BPE learns **subword units** from data instead of relying on predefined words.


## 4. Train a Simple BPE Tokenizer

In [4]:
! pip install tokenizers



In [5]:
from tokenizers import Tokenizer
from tokenizers.models import BPE
from tokenizers.trainers import BpeTrainer
from tokenizers.pre_tokenizers import Whitespace

tokenizer = Tokenizer(BPE(unk_token="[UNK]"))
tokenizer.pre_tokenizer = Whitespace()

trainer = BpeTrainer(
    vocab_size=200,
    special_tokens=["[UNK]", "[PAD]", "[CLS]", "[SEP]", "[MASK]"]
)

tokenizer.train_from_iterator([corpus_text], trainer=trainer)

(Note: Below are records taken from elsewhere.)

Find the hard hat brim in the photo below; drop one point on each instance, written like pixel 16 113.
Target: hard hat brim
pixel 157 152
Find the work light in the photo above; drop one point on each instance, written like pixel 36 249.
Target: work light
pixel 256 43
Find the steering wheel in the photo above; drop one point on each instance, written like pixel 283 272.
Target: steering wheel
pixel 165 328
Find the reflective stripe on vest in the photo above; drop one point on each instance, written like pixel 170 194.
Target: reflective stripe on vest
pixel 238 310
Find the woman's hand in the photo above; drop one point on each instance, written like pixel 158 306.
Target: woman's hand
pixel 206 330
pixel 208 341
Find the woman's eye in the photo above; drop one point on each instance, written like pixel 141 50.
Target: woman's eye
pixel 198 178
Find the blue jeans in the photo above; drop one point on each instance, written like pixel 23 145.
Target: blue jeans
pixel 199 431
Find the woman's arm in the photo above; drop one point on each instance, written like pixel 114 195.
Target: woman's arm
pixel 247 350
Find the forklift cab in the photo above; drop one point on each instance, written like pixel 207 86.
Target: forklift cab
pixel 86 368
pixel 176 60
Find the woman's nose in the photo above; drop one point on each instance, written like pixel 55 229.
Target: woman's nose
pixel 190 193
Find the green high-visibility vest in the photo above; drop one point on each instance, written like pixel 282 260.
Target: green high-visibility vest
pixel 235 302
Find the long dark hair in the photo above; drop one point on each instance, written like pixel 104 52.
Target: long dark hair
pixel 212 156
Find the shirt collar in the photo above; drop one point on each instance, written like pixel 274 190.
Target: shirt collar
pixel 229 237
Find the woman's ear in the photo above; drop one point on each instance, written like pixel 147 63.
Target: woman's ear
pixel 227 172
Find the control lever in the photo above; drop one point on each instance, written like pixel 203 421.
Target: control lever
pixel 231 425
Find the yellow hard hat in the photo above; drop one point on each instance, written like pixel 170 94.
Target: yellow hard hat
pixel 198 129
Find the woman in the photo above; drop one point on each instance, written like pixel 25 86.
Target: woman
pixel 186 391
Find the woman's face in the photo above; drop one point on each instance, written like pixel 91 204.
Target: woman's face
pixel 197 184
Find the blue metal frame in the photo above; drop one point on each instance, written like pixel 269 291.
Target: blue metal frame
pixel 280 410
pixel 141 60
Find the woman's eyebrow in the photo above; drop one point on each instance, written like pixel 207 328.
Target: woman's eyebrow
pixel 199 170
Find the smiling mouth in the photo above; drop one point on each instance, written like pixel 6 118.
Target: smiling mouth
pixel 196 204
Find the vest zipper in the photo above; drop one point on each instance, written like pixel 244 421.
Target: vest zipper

## 5. Inspect the Learned Vocabulary

In [6]:
vocab = tokenizer.get_vocab()
list(vocab.items())[:30]

[('%', 8),
 ('ation', 111),
 ('as', 113),
 ("'", 9),
 ('g', 62),
 ('ate', 157),
 ('al', 95),
 ('st', 96),
 ('!', 5),
 ('are', 134),
 ('H', 36),
 ('su', 171),
 ('p', 71),
 ('by', 185),
 ('Q', 45),
 ('W', 51),
 ('ist', 193),
 ('A', 29),
 ('ith', 175),
 ('am', 153),
 ('l', 67),
 ('ill', 126),
 ('N', 42),
 (':', 26),
 ('˝', 83),
 ('ig', 160),
 ('ro', 107),
 ('ong', 183),
 ('v', 77),
 ('ag', 138)]

## 6. BPE Tokenization Example

In [7]:
sentence = "Democracy and democratic institutions must be protected."
tokenizer.encode(sentence).tokens

['D',
 'e',
 'mo',
 'c',
 'r',
 'ac',
 'y',
 'and',
 'de',
 'mo',
 'c',
 'r',
 'at',
 'ic',
 'in',
 'st',
 'it',
 'u',
 'tion',
 's',
 'm',
 'ust',
 'be',
 'pro',
 't',
 'ec',
 't',
 'ed',
 '.']

## 7. Key Takeaways

- BPE tokenization is **learned from data**
- It captures shared structure across related words
- It is used by modern language models
- It is intentionally outside NLTK and spaCy